BCG relève que 69% des dirigeants reconnaissent ne disposer d'aucun cadre formel pour la gouvernance des agents IA. Pourtant, ISO 42001, l'EU AI Act et le NIST AI RMF imposent désormais des obligations concrètes : traçabilité, supervision, documentation, reversibilité. LOOP™ a été conçu pour répondre à ces exigences sans sacrifier la vélocité d'exécution.

LOOP™ n'est pas un frein à l'IA. C'est l'accélérateur qui permet de déléguer en confiance.

Les 4 zones de confiance

Chaque agent déployé est classé dans une zone, selon son niveau de risque, l'impact d'une erreur, et la réversibilité de ses actions.

Zone verte — autonomie supervisée

L'agent agit seul, ses décisions sont journalisées, et révisées par sondage. Typique : tri de documents, catégorisation d'emails, routing de tickets. Risque limité, actions réversibles.

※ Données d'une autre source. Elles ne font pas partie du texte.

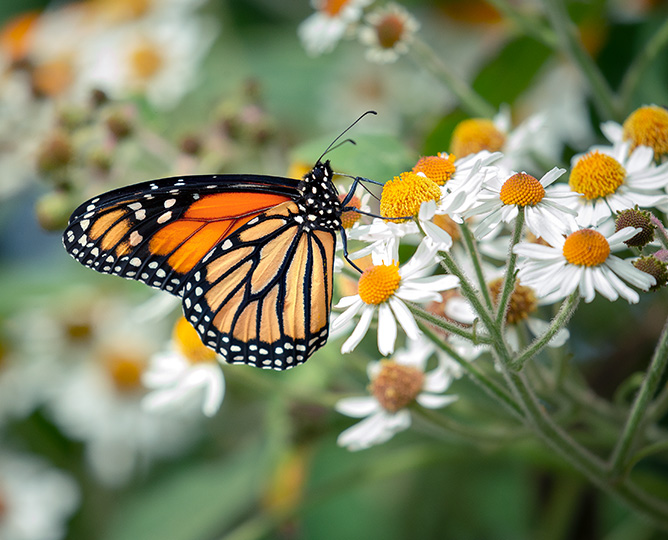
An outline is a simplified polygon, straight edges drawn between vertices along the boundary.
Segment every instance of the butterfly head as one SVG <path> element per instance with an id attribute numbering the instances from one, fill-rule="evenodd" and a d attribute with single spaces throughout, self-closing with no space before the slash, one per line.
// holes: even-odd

Zone orange — supervision active

L'agent propose, mais un humain valide dans une période définie (ex. : 24h). Typique : rédaction d'une réponse client, préqualification d'un candidat, génération d'une synthèse juridique. L'erreur est rattrapable avant qu'elle ne quitte l'organisation.

Zone rouge — validation humaine obligatoire

Chaque décision passe par un humain avant d'être effective. Typique : décisions financières, contrats, décisions RH, recommandations juridiques. L'agent est un copilote, jamais un pilote.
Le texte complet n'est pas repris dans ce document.